Following concern among the membership that some consulting actuaries were having difficulty securing adequate coverage, the Institute asked Dale Parizeau Morris Mackenzie (DPMM), one of Canada’s largest insurance brokerage and risk management firms, to develop a suitable solution. The result was ProAct, which was recently discussed during sessions at the Annual Meeting.

Alexis Tertulliani, Vice President – Commercial and Risk Management at DPMM (pictured above), explained how ProAct operates and the value it has for CIA members.

"We found that very few insurance markets were willing to insure the kind of risks involved in actuarial consulting," he said. "Many consulting actuaries were operating without professional liability coverage. Actuaries can be held personally responsible for errors, and even unfounded claims against them have an important financial impact. Many firms may not fully appreciate professional liability risk, or believe that the risk is too remote, so they go on without coverage."

Following a market study to discover CIA members’ specific requirements, the ProAct program was created to assist those facing action from clients or the public. For example, said Mr. Tertulliani: "An actuary working on a defined benefit pension plan would use assumptions, and what if those rates do not materialize? When a decision is then made to increase or decrease premiums or benefits, there could be a claim for mismanagement. It might be that a mistake was made, or it could be that the future didn’t turn out as planned. If the methodology was sound and based on standard practices, the fact that the result was not as planned does not indicate negligence. In claim cases, we have found that 50 per cent or more of costs incurred by actuaries are in defence costs, and they could amount to millions of dollars.

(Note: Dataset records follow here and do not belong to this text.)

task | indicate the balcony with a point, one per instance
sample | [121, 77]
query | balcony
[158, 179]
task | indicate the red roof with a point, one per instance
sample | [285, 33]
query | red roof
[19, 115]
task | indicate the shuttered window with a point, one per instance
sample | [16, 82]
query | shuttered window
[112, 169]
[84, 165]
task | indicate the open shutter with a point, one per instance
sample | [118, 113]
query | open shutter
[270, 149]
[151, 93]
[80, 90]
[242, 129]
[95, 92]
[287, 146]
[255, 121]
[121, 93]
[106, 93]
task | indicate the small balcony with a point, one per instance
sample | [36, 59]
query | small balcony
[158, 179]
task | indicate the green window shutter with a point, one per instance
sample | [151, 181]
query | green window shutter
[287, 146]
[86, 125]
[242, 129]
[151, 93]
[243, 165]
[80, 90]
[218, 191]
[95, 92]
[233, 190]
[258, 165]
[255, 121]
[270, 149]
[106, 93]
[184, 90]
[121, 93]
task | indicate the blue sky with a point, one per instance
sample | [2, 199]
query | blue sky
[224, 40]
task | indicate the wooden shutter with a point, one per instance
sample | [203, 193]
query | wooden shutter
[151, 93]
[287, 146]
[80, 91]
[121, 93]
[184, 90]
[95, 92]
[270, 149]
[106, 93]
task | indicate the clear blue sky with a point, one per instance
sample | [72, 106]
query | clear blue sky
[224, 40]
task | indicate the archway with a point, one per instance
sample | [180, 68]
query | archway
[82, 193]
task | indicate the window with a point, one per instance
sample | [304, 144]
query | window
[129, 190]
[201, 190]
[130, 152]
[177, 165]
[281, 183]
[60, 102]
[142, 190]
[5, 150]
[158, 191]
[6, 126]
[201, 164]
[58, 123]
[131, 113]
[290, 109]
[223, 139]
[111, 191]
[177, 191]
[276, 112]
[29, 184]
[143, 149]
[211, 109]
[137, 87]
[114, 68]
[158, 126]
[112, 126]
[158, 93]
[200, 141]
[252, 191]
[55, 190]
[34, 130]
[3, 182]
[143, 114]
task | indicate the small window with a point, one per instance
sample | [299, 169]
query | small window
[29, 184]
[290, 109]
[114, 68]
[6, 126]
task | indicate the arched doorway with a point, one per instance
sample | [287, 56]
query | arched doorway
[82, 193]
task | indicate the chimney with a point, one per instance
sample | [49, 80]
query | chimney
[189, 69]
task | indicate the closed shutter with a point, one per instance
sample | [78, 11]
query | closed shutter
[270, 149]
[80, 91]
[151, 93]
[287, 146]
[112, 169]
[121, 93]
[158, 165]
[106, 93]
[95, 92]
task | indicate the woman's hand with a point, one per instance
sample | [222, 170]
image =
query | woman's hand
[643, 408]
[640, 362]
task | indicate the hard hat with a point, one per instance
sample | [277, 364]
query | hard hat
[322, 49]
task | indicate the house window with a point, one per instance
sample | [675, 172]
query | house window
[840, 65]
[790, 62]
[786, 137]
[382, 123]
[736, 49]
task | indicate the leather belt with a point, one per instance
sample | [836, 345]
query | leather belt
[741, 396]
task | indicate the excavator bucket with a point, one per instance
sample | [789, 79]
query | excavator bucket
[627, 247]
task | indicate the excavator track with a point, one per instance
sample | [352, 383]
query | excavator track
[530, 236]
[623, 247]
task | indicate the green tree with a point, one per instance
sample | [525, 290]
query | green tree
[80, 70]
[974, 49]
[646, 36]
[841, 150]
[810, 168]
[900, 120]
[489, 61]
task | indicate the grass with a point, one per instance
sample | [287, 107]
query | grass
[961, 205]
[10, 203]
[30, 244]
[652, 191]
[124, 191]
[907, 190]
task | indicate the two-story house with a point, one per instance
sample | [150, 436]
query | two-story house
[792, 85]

"This is such a specialized field that even going through the motions of defending yourself can be very expensive; retaining counsel and hiring an outside expert to analyze your work could easily cost thousands. Even a small claim could cost you $20,000 in defence costs."

ProAct aims to mitigate some of that expense by providing coverage limits ranging from $250,000 to $5 million. The coverage is provided by Lloyds, and premiums vary depending on the consulting firms’ profile, activities, revenues, claims history, limit of insurance, and deductible; a pension consulting actuary, for example, could expect to pay between 1.5 and 2 percent of their consulting revenue for suitable coverage.

Mr. Tertulliani added: "Professionals are expected to carry insurance. They protect themselves, and there are often regulatory requirements to have insurance for public protection. The actuarial profession is one of the few professions where the many consulting professionals do not carry insurance.

"This year Joe Nunes [a member of the former Professional Liability Insurance Advisory Committee] was active in coordinating the Litigation Against Actuaries, and Professional Liability Insurance session at the Annual Meeting. The primary objectives of the session were to provide insight on the insurance underwriting process, review the principal policy coverages and exclusions, highlight a consultant’s risk exposures and potential situations that may give rise to a claim, as well as claim examples.

"We have had good participation in the program, and relatively low claims frequency. Hopefully most people will never have to make a claim, but they feel there is value in insuring against this risk. Our retention level is extremely high, as people realize that this is a good long-term solution."